In the time of the Renaissance, the Catholic Church observed November 1 as a day to honor the saints of the church, along with those who had died and hopefully pressed on to heaven. In case you had any doubt that your loved one had entered the pearly gates, you could purchase an “indulgence” which would limit their time in purgatory. This was only one of the 95 points Martin Luther was addressing when he posted his litany on the church door on October 31, 1517. It is noteworthy that he posted his thesis on that particular day. It was the night before All Saints Day and many would be attending the church the next day and be sure to read them.
This was a time of superstition – a time when fear of death was a reality, because of the plague which ravaged Europe. People were very vulnerable to any kind of hope for the future. Witch craft and the evil arts of the devil offered some of them satisfaction, but no real hope. They were seeking spiritual help wherever they could find it. The church should’ve been their sanctuary, but it had become corrupt with time and was more interested in filling its coffers than offering free forgiveness. In a way, our time today is much like that. People seem to be searching for something spiritual to overcome their daily struggles. Many are simply looking for a life preserver to save them. Most folks seek something to hang onto – something greater than they are.
The Renaissance was moving across Europe. In England, King Henry, the Eighth, dissolved his connection with the Roman Catholic Church because of their stand on divorce. It wasn’t convenient for his particular life style to be held captive to these rules. In Germany, Martin Luther was a monk in the church – dedicated to prayer and repentance. Nothing seemed to calm his spirit. He didn’t feel worthy enough to approach God, much less to confess his sins. He prayed constantly and attended confession every day with a list of sins that would go on for hours.
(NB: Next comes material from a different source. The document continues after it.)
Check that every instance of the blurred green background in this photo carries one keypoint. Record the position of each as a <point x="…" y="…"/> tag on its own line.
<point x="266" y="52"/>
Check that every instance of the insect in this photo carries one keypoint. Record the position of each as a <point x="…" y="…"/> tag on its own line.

I’m a Lutheran. I’m not particularly proud of some of the things Luther said during his time on earth. He was often stoic and retained some of his feelings of never being good enough. Even his wife wondered why Luther was going around with such a long face. She asked him if God had died and that was the reason.
I’m a Lutheran who grew up feeling unforgiven. Like Luther, I never felt I was good enough. My sins seemed to great to be taken from me. No matter how hard I prayed, I felt my prayers were in vain, because of the image of God was shrouded in anger.
I’m a Lutheran still. I now believe that my sins have already been forgiven, not by anything I have done, but by the grace of God. That fact brings me great joy. I am finally at peace that heaven waits for me when I die. Instead of an angry judge, I now view God as a loving Father.
Luther was just a piece of the machinery that set about change in what had become corruption in the church. In a way, he was a renaissance peaceful protester with a point to make. He made religion available to the common man through the printing press. He accomplished many things, but he was simply a man devoted to the truth of God’s Word.
I will die a Lutheran, but really it doesn’t matter. I’m just a follower of Christ – redeemed by Him alone. His Word, the Bible, reminds me that through Him I am free from my sins. I will at last join all the saints that have gone before me.
HAPPY ALL SAINTS DAY AND REFORMATION DAY TOO!